Silvana Lampo ha iniziato a lavorare nei campi quando aveva più o meno trent'anni. Era rimasta sola, con due figlie e il lavoro le serviva, qualsiasi lavoro. Anche quello faticoso che ti fa svegliare che è ancora notte e ti porta nelle campagne all'alba sotto il doppio ricatto del caporale e del padrone. Pensava di aver trovato un'occupazione dura che le avrebbe permesso di mantenere la famiglia. Quel grido urlato all'alba della sua prima giornata, invece, le rimbomba ancora nelle orecchie, nonostante siano passati anni: "Buongiorno puttane!". Così il caporale le aveva salutate tutte.

Il suo è il racconto di chi non si arrende, di chi rivendica la dignità di un'occupazione essenziale, il diritto a un lavoro libero da ogni sopruso. Con la voce ferma non trascura di ricordare l'affronto quotidiano subito dalle donne impiegate come braccianti in aziende che non rispettano le regole: i salari inferiori, persino dimezzati, rispetto ai compagni di lavoro; l'indifferenza per la loro salute; l'occhio vigile del padrone e dei padroncini che scrutano i loro corpi e, spesso, quando ne colgono le fragilità, ne abusano.
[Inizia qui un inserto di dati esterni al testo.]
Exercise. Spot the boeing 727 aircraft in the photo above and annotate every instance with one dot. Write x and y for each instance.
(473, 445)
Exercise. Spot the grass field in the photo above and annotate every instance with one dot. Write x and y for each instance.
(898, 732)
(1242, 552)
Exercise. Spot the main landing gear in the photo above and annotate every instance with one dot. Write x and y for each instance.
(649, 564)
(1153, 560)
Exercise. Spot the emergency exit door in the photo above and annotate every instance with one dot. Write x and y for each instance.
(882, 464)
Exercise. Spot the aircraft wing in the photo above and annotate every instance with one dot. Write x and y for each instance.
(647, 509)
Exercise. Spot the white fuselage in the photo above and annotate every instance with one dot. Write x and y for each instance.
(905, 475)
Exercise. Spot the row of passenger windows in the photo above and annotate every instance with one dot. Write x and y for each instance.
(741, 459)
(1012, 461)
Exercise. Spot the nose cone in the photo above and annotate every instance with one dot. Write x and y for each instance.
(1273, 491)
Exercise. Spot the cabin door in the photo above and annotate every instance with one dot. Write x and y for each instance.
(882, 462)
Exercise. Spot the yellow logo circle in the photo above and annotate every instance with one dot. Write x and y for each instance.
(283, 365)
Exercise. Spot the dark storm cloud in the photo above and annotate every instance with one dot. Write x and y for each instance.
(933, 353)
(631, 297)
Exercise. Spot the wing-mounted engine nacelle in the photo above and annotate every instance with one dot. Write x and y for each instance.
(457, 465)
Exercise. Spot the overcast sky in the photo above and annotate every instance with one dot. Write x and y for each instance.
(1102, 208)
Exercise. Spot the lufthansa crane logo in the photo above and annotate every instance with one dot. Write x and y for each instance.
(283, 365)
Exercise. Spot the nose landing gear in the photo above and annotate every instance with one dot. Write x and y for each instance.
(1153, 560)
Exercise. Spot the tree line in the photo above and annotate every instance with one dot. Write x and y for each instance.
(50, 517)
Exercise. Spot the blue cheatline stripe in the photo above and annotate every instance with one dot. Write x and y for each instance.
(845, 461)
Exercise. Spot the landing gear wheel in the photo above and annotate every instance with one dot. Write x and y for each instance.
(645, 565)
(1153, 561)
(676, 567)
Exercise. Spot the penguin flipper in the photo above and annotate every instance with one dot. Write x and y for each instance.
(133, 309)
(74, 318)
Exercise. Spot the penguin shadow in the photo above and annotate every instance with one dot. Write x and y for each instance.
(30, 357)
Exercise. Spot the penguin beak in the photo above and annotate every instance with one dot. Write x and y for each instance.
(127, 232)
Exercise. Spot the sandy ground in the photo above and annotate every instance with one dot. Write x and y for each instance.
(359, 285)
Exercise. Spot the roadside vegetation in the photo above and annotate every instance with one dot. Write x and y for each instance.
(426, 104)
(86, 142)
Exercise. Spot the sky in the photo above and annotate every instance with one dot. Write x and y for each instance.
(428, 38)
Una storia raccontata davanti ad altre donne, ad altre compagne, che hanno scelto di denunciare e di impegnarsi in prima persona, nel sindacato e nei luoghi di lavoro, perché questo sistema di duplice sfruttamento finisca. La platea è quella dell'assemblea delle donne della Flai Cgil che si è tenuta al Teatro Ambra Jovinelli di Roma lo scorso 20 ottobre.